Does a home equity loan require an appraisal?
If you’re looking to tap some cash to fund a home improvement project, consolidate debt, or cover an emergency expense, the financial reprieve you need could be at your front door. That’s because the average mortgage holder has $185,000 in available home equity, which could be accessed to fund financial goals you have on the horizon.
But first you need to find out how much equity you have in your home—which, in part, relies on getting your home appraised. To get an idea beforehand, try this quick back-of-the-envelope calculation: Your Home Value minus Your Current Mortgage Balance. Most lenders will let you borrow up to 85% of that equity.
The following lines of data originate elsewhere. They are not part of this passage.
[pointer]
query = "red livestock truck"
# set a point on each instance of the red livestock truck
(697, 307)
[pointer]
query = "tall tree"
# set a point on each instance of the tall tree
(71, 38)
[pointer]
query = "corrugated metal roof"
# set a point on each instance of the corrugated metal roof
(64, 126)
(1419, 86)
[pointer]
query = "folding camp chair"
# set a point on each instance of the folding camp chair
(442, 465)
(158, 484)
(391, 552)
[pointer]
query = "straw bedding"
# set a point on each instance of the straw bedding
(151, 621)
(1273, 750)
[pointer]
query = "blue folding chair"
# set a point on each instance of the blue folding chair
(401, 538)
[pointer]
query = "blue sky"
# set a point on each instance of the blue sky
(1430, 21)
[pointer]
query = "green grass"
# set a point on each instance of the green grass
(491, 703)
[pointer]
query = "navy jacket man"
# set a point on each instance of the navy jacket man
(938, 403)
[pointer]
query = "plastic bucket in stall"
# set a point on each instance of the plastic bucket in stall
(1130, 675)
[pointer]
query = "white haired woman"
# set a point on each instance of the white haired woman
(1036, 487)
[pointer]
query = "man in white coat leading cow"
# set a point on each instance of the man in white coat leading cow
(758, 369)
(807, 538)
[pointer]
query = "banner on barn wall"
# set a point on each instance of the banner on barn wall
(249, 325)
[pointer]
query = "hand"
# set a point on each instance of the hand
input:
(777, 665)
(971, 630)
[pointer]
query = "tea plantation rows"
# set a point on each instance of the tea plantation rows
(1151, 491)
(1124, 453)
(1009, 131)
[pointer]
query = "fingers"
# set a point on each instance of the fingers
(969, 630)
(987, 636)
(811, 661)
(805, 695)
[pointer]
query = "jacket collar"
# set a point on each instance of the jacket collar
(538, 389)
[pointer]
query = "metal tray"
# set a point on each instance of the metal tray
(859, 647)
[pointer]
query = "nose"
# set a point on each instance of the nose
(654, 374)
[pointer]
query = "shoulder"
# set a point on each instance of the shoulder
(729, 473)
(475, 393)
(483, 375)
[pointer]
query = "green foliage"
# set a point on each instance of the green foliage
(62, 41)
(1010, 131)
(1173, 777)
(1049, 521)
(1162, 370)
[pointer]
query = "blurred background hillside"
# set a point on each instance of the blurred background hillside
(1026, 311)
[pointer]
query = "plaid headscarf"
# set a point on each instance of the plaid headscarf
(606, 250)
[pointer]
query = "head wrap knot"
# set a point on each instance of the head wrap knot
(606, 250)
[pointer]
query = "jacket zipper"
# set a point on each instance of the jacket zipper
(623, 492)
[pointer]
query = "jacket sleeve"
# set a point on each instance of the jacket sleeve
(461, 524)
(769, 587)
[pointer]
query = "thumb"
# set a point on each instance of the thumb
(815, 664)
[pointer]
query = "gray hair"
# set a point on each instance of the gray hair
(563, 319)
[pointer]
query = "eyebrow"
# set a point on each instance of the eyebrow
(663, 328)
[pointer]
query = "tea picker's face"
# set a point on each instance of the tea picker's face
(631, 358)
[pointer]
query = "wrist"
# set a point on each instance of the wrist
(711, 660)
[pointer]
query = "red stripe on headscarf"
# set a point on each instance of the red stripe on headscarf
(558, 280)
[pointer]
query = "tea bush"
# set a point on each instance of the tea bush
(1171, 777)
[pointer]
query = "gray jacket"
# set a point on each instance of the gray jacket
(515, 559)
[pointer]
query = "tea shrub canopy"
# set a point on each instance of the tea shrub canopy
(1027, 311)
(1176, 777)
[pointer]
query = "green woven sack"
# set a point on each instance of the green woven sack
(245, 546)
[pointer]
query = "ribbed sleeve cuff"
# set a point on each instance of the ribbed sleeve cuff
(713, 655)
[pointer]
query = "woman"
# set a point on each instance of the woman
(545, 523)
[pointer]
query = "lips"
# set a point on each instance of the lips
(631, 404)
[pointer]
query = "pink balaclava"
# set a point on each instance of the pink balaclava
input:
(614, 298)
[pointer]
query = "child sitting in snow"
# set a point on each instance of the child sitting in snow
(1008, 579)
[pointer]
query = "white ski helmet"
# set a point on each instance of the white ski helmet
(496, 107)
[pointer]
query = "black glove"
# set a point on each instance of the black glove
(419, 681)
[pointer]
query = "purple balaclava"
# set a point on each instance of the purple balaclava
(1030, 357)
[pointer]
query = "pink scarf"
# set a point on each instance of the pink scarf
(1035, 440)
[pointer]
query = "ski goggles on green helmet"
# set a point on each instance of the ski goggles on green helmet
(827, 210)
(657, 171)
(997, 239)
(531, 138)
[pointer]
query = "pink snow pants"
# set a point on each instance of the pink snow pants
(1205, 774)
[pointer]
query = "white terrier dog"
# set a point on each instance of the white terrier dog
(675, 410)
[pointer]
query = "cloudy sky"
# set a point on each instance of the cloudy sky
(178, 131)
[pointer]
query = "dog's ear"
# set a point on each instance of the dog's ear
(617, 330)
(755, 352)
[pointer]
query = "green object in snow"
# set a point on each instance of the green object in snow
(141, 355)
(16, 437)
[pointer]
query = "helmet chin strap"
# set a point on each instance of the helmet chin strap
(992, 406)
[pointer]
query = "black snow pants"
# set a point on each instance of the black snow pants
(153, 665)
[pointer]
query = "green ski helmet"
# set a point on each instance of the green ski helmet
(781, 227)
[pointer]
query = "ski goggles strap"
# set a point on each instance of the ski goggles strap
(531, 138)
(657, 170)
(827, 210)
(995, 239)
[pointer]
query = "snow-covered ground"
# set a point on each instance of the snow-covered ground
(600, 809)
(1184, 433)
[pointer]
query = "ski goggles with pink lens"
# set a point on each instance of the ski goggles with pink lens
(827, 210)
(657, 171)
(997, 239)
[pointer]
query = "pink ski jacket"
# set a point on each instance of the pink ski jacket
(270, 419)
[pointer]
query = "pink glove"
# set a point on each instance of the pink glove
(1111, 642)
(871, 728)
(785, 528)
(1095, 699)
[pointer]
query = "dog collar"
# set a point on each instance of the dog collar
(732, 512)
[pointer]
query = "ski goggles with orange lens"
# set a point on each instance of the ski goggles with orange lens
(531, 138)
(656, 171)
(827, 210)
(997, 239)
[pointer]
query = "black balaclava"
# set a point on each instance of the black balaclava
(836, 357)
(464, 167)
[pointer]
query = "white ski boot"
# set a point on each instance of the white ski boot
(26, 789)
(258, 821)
With Discover® Home Loans, you can borrow up to 90%.
So, how quickly and easily can you access your cash? One of the biggest holdups is often the appraisal for home equity loans. This fact may leave you wondering: do you need an appraisal for a home equity loan? And, maybe more importantly, are all home appraisals the same?
Do all home equity loans require an appraisal?
Yes. Lenders require an appraisal for home equity loans—no matter the type—to protect themselves from the risk of default. If a borrower can’t make monthly payments over the long-term, the lender wants to know it can recoup the cost of the loan.
An accurate appraisal protects borrowers too. An inflated appraisal value can leave you owing more than a home is worth, which can cause a you to go underwater financially when it comes time to sell or renovate.
That said, there are several different types of home appraisals. Some are cheaper, faster, and easier to obtain than others. It’s up to your lender and in certain circumstances federal law which one is required.
The AVM: the fastest, easiest appraisal for home equity loans
Automated valuation model—or AVM—is a mathematical modeling technique that contrasts local property values and sales data to uncover a property’s expected market price. The estimates you see on popular real estate sites are examples of AVM assessments. Discover Home Loans uses an AVM when calculating an appraisal for home equity loans.
How an AVM works
An AVM pulls historical MLS data to uncover recent and historical average and median home sales data, as well as broader neighborhood information culled from income trends, nearby points of interest, and the ratio of owner-occupied versus investor-owned properties.
The amount of available residential real estate data has exploded in recent years, particularly as more and more information is available online. This means data aggregators and artificial intelligence algorithms have access to home-valuing information in real time and can make appraisal adjustments as new homes are bought and sold. This robust supply of time-sensitive data can sometimes replace the need for a full or walk-through appraisal requiring an interior inspection of the property that can add time and costs to the process.
The AVM is a fast and easy way to value a home. This makes it possible for a homeowner to find out how much can be borrowed, sometimes in just a few seconds.
Despite its more advanced technology, AVM can’t drive by to view the state of your home’s exterior or view inside and assess the value of your kitchen upgrade (yet!). Without the ability to capture that incremental information, you may want to have an extra conversation with your lender if special or unique qualities about your home could add significant equity.
To make sure your home is valued as favorably as possible, dig into your neighborhood’s data on the major online realtor sites or access your town’s public property records. Examine properties comparable to your and prepare to discuss undocumented trends that you notice with your lender.
The “drive-by” hybrid offers a middle ground
Falling somewhere in between an AVM and walk-through appraisal, is a hybrid, called a drive-by appraisal. The method is officially known as a broker’s price opinion or BPO. It uses a combination of both valuation types. With a BPO, an appraiser will pull up to your home and take exterior photos to assess the condition of your property and neighborhood.
This method is generally faster than the walk-through appraisal, but not as swift as the AVM method since it still takes time to schedule an appraiser’s appointment and wait for the report. A drive-by may establish an estimated value of a property, but it’s not as thorough as an interior appraisal of a home, as it’s generally based on the view from the street.
If you’re expecting a drive-by appraisal, consider boosting your home’s curb appeal by trimming hedges, planting flowers, and even re-painting or replacing a front door before the appraisal is conducted.
A walk-through appraisal’s comprehensive approach
The most conservative lenders will require a full home appraisal for a home equity loan despite the expensive and time-consuming process. Just like when you first purchased your home, this method requires you to pay for an appraiser approved by your mortgage lender., This professional will identify your home’s specific upgrades, deficiencies and condition compared to neighboring homes.
The upside is that an appraiser can take note of any upgrades you’ve made on the home and can easily include the value of each in your appraisal report, as well as do a more comprehensive review of your entire property. You should plan to be home during the appraiser’s assessment, so you can answer questions and offer additional information. The entire appraisal report is often prepared within a week.
Be sure to declutter the inside, make any necessary home repairs and enhance your curb appeal before the appraiser arrives. If you’re really looking to boost value, consider home renovations that have a high cost-to-value ratio—master suite additions and major kitchen remodels typically enhance resale value the most.